Depois, disse que o país vive “tempos particularmente difíceis”, com “ataques injustos e reiterados” ao STF, “inclusive sob a pecha de um mal compreendido ativismo judicial, por parte de quem a mais das vezes desconhece o texto constitucional”. Afirmou, porém, que cabe ao STF a última palavra na interpretação constitucional, por imposição da própria Constituição, que a Corte não age de ofício e que cabe a ela garantir os direitos fundamentais.

“Com esse enfoque e finalidade, em absoluto pode se falar em ofensa à separação de Poderes. Em matéria de interpretação constitucional, o STF detém o monopólio da última palavra. Em um regime democrático, todos podem debater e defender a interpretação que lhes pareça mais correta, merecendo repulsa apenas as distorções de sentido, a deformação maliciosa de conceitos”, afirmou.

Eventuais reformas políticas, quando necessárias, disse a ministra, “hão de ser implementadas, com o superior propósito de aperfeiçoamento das instituições, jamais para inibir o dissenso e excluir forças políticas com ideologia diversa. A democracia repele a noção autoritária do pensamento único”.

“Ao Judiciário compete por imposição institucional a garantira da higidez do jogo democrático, por meio da proteção de todos os seus participes”, acrescentou depois.

“Momento cobra decoro e República demanda compostura”, diz Cármen Lúcia
Primeira a se pronunciar na posse, a ministra Cármen Lúcia disse que Rosa Weber é a pessoa “adequada” para assumir a presidência do STF, pois, segunda ela, o “momento cobra decoro e a República demanda compostura”. “Tudo o que Vossa Excelência tem para servir de exemplo, em tempos de desvalores, muitas vezes incompreensíveis”, disse.
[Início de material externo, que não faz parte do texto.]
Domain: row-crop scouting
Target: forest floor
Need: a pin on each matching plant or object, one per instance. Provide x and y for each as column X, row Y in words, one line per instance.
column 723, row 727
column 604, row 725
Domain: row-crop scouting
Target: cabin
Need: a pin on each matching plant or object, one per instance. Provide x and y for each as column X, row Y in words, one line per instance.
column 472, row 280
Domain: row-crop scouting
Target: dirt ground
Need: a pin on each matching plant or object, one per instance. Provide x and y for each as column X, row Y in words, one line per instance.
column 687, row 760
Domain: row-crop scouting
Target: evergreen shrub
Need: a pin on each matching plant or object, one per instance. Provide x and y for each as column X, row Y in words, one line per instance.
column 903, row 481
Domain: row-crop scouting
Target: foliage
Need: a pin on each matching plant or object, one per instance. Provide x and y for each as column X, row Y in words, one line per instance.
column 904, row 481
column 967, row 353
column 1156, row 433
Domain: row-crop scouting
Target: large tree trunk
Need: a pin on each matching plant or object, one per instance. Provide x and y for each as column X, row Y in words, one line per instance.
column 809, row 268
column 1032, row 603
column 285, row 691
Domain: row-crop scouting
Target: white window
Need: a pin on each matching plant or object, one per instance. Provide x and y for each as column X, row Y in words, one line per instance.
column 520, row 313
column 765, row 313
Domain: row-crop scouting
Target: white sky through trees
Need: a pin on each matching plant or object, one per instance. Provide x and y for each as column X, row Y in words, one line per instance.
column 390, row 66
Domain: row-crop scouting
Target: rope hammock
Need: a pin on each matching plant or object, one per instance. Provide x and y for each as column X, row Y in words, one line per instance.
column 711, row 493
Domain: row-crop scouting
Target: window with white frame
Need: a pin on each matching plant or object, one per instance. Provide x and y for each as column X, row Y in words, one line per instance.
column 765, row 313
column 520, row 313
“Não se há de admitir práticas voltadas à desqualificação agressiva de instituições e de cidadãos, num indesejável Estado hobbesiano […] Não se promove a democracia com comportamentos desmoralizantes de pessoas e instituições. A construção dos espaços de liberdades não se compadece com desregramentos nem com excessos”, afirmou.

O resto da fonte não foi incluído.